Using PPPoE with a Fixed IP Address

You can also enable PPPoE by manually entering the IP address, using the ip address command from interface configuration mode in the following format:

ciscoasa(config-if)# ip address ipaddress mask pppoe
 

This command causes the ASA to use the specified address instead of negotiating with the PPPoE server to assign an address dynamically. Replace ipaddress and mask with the IP address and subnet mask assigned to your ASA.

For example:

ciscoasa(config-if)# ip address outside 201.n.n.n 255.255.255.0 pppoe

NoteThesetroute option is an option of the ip address command that you can use to allow the access concentrator to set the default routes when the PPPoE client has not yet established a connection.
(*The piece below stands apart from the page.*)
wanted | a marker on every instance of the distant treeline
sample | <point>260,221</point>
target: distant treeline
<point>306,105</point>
When using the setroute option, you cannot have a statically defined route in the configuration.


Monitoring and Debugging the PPPoE Client

Use the following command to display the current PPPoE client configuration information:

ciscoasa# show ip address outside pppoe
 

Use the following command to enable or disable debugging for the PPPoE client:

ciscoasa# [no] debug pppoe {event | error | packet}
 

The following summarizes the function of each keyword:

  • event—Displays protocol event information
  • error—Displays error messages
  • packet—Displays packet information

Use the following command to view the status of PPPoE sessions:

ciscoasa# show vpdn session [l2tp | pppoe] [id sess_id | packets | state | window]
 

The following example shows a sample of information provided by this command:

ciscoasa# show vpdn
 
Tunnel id 0, 1 active sessions
time since change 65862 secs
Remote Internet Address 10.0.0.1
Local Internet Address 199.99.99.3
6 packets sent, 6 received, 84 bytes sent, 0 received
Remote Internet Address is 10.0.0.1
Session state is SESSION_UP
Time since event change 65865 secs, interface outside
PPP interface id is 1
6 packets sent, 6 received, 84 bytes sent, 0 received
ciscoasa#
ciscoasa# show vpdn session
PPPoE Session Information (Total tunnels=1 sessions=1)
Remote Internet Address is 10.0.0.1
Session state is SESSION_UP
Time since event change 65887 secs, interface outside
PPP interface id is 1
6 packets sent, 6 received, 84 bytes sent, 0 received
ciscoasa#
ciscoasa# show vpdn tunnel
PPPoE Tunnel Information (Total tunnels=1 sessions=1)
Tunnel id 0, 1 active sessions
time since change 65901 secs
Remote Internet Address 10.0.0.1
Local Internet Address 199.99.99.3
6 packets sent, 6 received, 84 bytes sent, 0 received
ciscoasa#

Clearing the Configuration

To remove all vpdn group commands from the configuration, use the clear configure vpdn group command in global configuration mode:

ciscoasa(config)# clear configure vpdn group
 

To remove all vpdn username commands, use the clear configure vpdn username command:

ciscoasa(config)# clear configure vpdn username
 

Entering either of these commands has no affect upon active PPPoE connections.

Using Related Commands

Use the following command to cause the DHCP server to use the WINS and DNS addresses provided by the access concentrator as part of the PPP/IPCP negotiations:

ciscoasa(config)# dhcpd auto_config [client_ifx_name]
 

This command is only required if the service provider provides this information as described in RFC 1877. The client_ifx_name parameter identifies the interface supported by the DHCP auto_config option. At this time, this keyword is not required because the PPPoE client is only supported on a single outside interface.